Index types in SQL Server:\nJudge the statement:\n\n"SQL Server supports two kinds of indexes: clustered and nonclustered."

Difficulty: Easy

Correct Answer: Correct

Explanation:


Introduction / Context:
At the core of SQL Server’s traditional rowstore storage engine are two primary B-tree index organizations: clustered and nonclustered. Many specialized index types exist today, but they are generally built on or alongside these fundamental structures or serve different storage engines (e.g., columnstore).


Given Data / Assumptions:

  • We refer to the foundational B-tree index categories in the rowstore engine.
  • Specialized indexes (columnstore, XML, spatial, full-text) are recognized as additional features, not replacing the core dichotomy.
  • Heaps are tables without a clustered index.


Concept / Approach:
A clustered index defines the table’s physical row order; there can be at most one. Nonclustered indexes maintain a separate key order and reference the base table via a row locator (RID for heaps, clustering key for clustered tables). These two kinds underpin most tuning, covering, and seek strategies. While modern SQL Server versions add columnstore and others, the canonical answer for “kinds of indexes” in the classic sense remains clustered vs. nonclustered.


Step-by-Step Solution:

Create clustered index on primary key → defines row order.Create nonclustered index to accelerate predicates/joins → uses row locator to fetch rows.Recognize specialized indexes as complementary to (not replacing) the two main B-tree kinds.

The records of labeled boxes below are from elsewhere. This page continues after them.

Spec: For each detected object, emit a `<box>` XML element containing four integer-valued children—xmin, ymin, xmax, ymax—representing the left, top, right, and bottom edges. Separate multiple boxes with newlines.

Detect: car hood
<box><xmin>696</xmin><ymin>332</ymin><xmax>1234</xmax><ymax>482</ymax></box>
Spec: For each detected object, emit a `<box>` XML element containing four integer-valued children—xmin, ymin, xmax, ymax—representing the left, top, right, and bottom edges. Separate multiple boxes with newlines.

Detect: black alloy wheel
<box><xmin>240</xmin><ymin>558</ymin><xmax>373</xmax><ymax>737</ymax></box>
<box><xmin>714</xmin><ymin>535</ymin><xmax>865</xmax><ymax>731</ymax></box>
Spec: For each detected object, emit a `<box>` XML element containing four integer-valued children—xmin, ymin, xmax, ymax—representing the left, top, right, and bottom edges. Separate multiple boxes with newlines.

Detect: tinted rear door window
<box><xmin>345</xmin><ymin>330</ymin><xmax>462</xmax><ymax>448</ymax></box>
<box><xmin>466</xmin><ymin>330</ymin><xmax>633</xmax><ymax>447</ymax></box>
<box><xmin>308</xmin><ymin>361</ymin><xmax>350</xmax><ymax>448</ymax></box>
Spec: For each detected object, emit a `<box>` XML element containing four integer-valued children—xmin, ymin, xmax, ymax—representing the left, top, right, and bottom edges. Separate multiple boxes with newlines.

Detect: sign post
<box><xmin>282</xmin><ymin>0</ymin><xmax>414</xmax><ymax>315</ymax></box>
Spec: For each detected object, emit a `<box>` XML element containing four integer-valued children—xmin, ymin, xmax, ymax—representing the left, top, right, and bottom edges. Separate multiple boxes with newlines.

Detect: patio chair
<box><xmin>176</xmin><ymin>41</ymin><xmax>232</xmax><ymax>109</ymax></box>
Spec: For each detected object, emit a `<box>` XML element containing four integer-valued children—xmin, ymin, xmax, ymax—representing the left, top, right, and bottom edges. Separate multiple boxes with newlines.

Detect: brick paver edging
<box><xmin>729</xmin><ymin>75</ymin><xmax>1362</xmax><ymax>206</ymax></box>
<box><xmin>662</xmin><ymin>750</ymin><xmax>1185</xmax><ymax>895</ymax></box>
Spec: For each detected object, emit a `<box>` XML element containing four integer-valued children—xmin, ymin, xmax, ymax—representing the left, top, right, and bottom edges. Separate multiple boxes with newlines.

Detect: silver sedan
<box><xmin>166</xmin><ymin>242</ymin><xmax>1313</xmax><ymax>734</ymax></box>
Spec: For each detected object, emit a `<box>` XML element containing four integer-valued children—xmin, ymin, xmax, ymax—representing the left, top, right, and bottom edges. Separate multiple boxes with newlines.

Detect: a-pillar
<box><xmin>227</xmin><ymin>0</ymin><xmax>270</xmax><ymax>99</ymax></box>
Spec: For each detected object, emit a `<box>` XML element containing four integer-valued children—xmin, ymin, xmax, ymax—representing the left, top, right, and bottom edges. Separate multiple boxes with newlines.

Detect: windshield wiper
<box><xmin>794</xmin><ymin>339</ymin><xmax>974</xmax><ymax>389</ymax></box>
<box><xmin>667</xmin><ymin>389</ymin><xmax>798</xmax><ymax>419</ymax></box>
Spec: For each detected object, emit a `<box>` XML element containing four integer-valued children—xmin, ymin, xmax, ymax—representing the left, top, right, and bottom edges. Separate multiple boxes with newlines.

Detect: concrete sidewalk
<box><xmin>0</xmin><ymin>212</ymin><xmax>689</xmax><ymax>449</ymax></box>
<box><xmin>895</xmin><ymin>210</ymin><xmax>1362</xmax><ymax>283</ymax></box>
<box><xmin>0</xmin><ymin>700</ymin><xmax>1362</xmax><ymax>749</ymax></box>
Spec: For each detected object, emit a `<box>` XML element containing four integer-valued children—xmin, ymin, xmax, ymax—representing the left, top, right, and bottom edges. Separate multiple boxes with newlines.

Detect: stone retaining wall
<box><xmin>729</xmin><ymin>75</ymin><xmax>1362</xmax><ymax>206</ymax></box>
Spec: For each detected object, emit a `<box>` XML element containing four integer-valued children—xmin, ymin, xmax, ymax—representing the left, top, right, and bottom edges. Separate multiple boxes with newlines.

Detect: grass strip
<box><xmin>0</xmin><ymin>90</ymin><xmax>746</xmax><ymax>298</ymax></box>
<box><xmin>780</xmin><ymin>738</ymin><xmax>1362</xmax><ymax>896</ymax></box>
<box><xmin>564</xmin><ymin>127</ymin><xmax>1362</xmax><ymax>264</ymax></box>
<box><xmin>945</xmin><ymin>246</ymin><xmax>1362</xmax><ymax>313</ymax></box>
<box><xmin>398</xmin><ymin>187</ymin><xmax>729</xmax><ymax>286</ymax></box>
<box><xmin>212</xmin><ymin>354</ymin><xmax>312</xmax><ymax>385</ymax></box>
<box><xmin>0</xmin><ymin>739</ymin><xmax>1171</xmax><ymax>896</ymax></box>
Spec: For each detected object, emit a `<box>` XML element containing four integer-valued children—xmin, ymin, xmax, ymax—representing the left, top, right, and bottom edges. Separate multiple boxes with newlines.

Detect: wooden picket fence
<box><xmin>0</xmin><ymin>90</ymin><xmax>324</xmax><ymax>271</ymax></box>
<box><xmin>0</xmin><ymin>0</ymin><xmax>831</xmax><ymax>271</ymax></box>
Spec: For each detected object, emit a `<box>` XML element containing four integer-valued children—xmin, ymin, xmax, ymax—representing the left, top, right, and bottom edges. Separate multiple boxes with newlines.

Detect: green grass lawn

Verification / Alternative check:
Examine sys.indexes; note type values for clustered (1) and nonclustered (2) in rowstore, alongside other types for specialized indexes.


Why Other Options Are Wrong:

  • Incorrect ignores the conventional classification.
  • Version/heap/compatibility caveats do not change the fundamental distinction.


Common Pitfalls:
Confusing heaps with an index type; assuming columnstore replaces B-trees universally; overusing nonclustered indexes without evaluating key/include design.